By way of reply, Fenwick dashed his fist full into the face of Zary. The latter drew back just in time to avoid a crushing blow; then his long thin arms twisted about the form of his bulky antagonist as a snake winds about his prey. So close and tenacious, so wonderfully tense was the grip, that Fenwick fairly gasped for breath. He had not expected a virile force like this in one so slender. A bony leg was pressed into the small of his back—he tottered backward and lay upon the mossy turf with Zary with one bony hand at his throat, on the top of him. It was all so sudden and so utterly unexpected that Fenwick could only gasp in astonishment.
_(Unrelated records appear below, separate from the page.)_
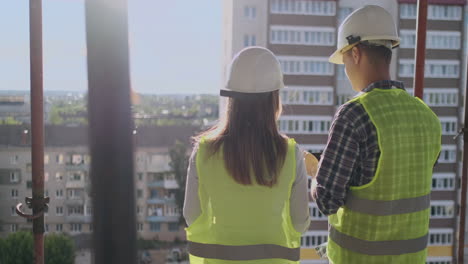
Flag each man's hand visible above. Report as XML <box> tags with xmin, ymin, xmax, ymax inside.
<box><xmin>302</xmin><ymin>151</ymin><xmax>318</xmax><ymax>179</ymax></box>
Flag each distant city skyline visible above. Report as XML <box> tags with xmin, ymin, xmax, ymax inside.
<box><xmin>0</xmin><ymin>0</ymin><xmax>222</xmax><ymax>94</ymax></box>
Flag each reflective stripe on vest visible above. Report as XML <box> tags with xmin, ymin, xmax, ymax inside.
<box><xmin>345</xmin><ymin>191</ymin><xmax>431</xmax><ymax>216</ymax></box>
<box><xmin>188</xmin><ymin>241</ymin><xmax>301</xmax><ymax>261</ymax></box>
<box><xmin>330</xmin><ymin>226</ymin><xmax>429</xmax><ymax>256</ymax></box>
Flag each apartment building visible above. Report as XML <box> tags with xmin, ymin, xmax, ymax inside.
<box><xmin>0</xmin><ymin>126</ymin><xmax>197</xmax><ymax>241</ymax></box>
<box><xmin>220</xmin><ymin>0</ymin><xmax>465</xmax><ymax>264</ymax></box>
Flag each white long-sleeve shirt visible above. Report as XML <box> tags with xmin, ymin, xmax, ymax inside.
<box><xmin>183</xmin><ymin>146</ymin><xmax>310</xmax><ymax>233</ymax></box>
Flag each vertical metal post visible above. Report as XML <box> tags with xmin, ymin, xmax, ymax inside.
<box><xmin>29</xmin><ymin>0</ymin><xmax>44</xmax><ymax>264</ymax></box>
<box><xmin>457</xmin><ymin>56</ymin><xmax>468</xmax><ymax>264</ymax></box>
<box><xmin>413</xmin><ymin>0</ymin><xmax>427</xmax><ymax>99</ymax></box>
<box><xmin>85</xmin><ymin>0</ymin><xmax>137</xmax><ymax>264</ymax></box>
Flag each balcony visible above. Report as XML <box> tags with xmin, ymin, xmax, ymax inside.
<box><xmin>65</xmin><ymin>214</ymin><xmax>93</xmax><ymax>223</ymax></box>
<box><xmin>146</xmin><ymin>215</ymin><xmax>180</xmax><ymax>223</ymax></box>
<box><xmin>146</xmin><ymin>197</ymin><xmax>175</xmax><ymax>204</ymax></box>
<box><xmin>65</xmin><ymin>163</ymin><xmax>89</xmax><ymax>171</ymax></box>
<box><xmin>148</xmin><ymin>179</ymin><xmax>179</xmax><ymax>189</ymax></box>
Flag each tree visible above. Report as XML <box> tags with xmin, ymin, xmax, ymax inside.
<box><xmin>169</xmin><ymin>140</ymin><xmax>189</xmax><ymax>224</ymax></box>
<box><xmin>44</xmin><ymin>234</ymin><xmax>75</xmax><ymax>264</ymax></box>
<box><xmin>0</xmin><ymin>231</ymin><xmax>34</xmax><ymax>264</ymax></box>
<box><xmin>0</xmin><ymin>231</ymin><xmax>75</xmax><ymax>264</ymax></box>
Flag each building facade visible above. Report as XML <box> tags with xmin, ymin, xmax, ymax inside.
<box><xmin>0</xmin><ymin>126</ymin><xmax>197</xmax><ymax>242</ymax></box>
<box><xmin>220</xmin><ymin>0</ymin><xmax>465</xmax><ymax>264</ymax></box>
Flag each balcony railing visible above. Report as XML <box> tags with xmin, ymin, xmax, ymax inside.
<box><xmin>148</xmin><ymin>179</ymin><xmax>179</xmax><ymax>189</ymax></box>
<box><xmin>146</xmin><ymin>197</ymin><xmax>175</xmax><ymax>204</ymax></box>
<box><xmin>65</xmin><ymin>214</ymin><xmax>93</xmax><ymax>223</ymax></box>
<box><xmin>65</xmin><ymin>179</ymin><xmax>86</xmax><ymax>189</ymax></box>
<box><xmin>65</xmin><ymin>163</ymin><xmax>89</xmax><ymax>171</ymax></box>
<box><xmin>65</xmin><ymin>196</ymin><xmax>85</xmax><ymax>205</ymax></box>
<box><xmin>146</xmin><ymin>215</ymin><xmax>180</xmax><ymax>222</ymax></box>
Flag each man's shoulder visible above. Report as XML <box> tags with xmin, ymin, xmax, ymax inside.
<box><xmin>335</xmin><ymin>100</ymin><xmax>367</xmax><ymax>122</ymax></box>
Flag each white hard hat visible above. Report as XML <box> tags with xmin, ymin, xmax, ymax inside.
<box><xmin>328</xmin><ymin>5</ymin><xmax>400</xmax><ymax>64</ymax></box>
<box><xmin>220</xmin><ymin>47</ymin><xmax>284</xmax><ymax>97</ymax></box>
Then he became conscious of the fact that Zary's great luminous eyes were bent, full of hate, upon his face. A long curved knife gleamed in the sunshine. Very slowly the words came from Zary.
"I could finish you now," he whispered. "I could end it once and for all. It is only for me to put in action the forces that I know of, and you would utterly vanish from here, leaving no trace behind. One swift blow of this knife—"
"What are you doing?" a voice asked eagerly. "Zary, have you taken leave of your senses? Release him at once, I say."
Very slowly Zary replaced the knife in his pocket and rose to his feet. There was not the least trace of his recent passion—he was perfectly calm and collected, his breathing was as even and regular as it had been before the onslaught.